Neben ihm schwirrte es durch die Luft und verschwand hinter dem Regenvorhang. Ein Pfeil! Sie schossen auf ihn! Ob sie ihn nun für einen Feind oder einen Deserteur hielten, spielte keine Rolle, sie gingen mit gleicher Härte vor. Juri biss die Zähne zusammen. Das Gewitter brach los. Ein weiterer Blitz riss den Himmel auf. Die ersten Bäume wurden vor seinen Augen sichtbar. Sein Herz raste. Noch hundert Schritte und – in diesem Moment explodierte die Welt um Juri. Ein gewaltiger Strahl von gebündelter Energie traf ihn und schleuderte ihn mehrere Meter fort. Schwärze verschluckte die Ebene wieder. Das ohrenbetäubende Krachen des Blitzes liess die beiden Wachen zusammenzucken.
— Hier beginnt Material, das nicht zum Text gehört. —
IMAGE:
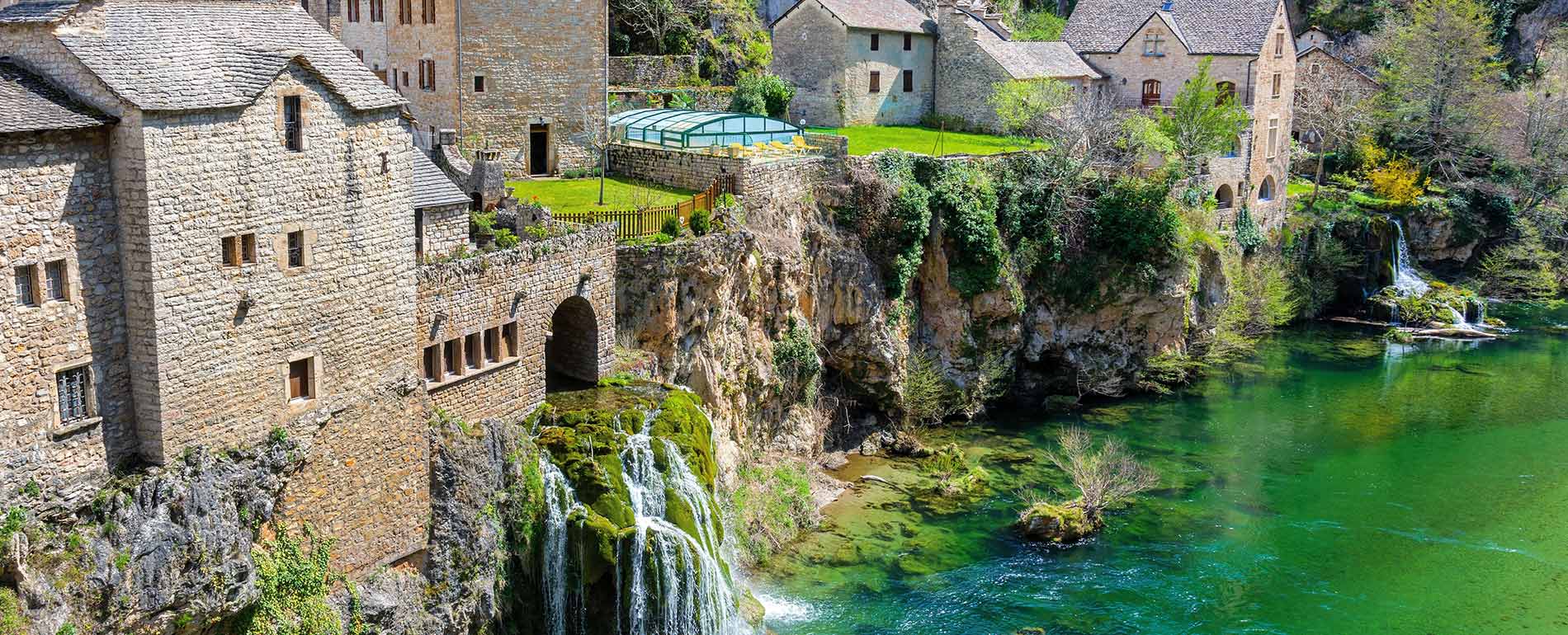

Sie senkten ihre Pfeile, konnten jedoch die dunkle Gestalt nicht sehen, welche nur wenige Meter vom Waldrand entfernt reglos am Boden lag.
Lange wartete Meri. Mit dem ersten Frost drehte der Wind. Sie hoffte auf eine Nachricht, aber der Ostwind brachte nur eine traurige Leere mit. Schliesslich kehrten die ersten Yldrar vom Krieg zurück, der unter dem Winter begraben wurde, und Meris Gewissheit wuchs, dass sie Juri nie wieder sehen würde.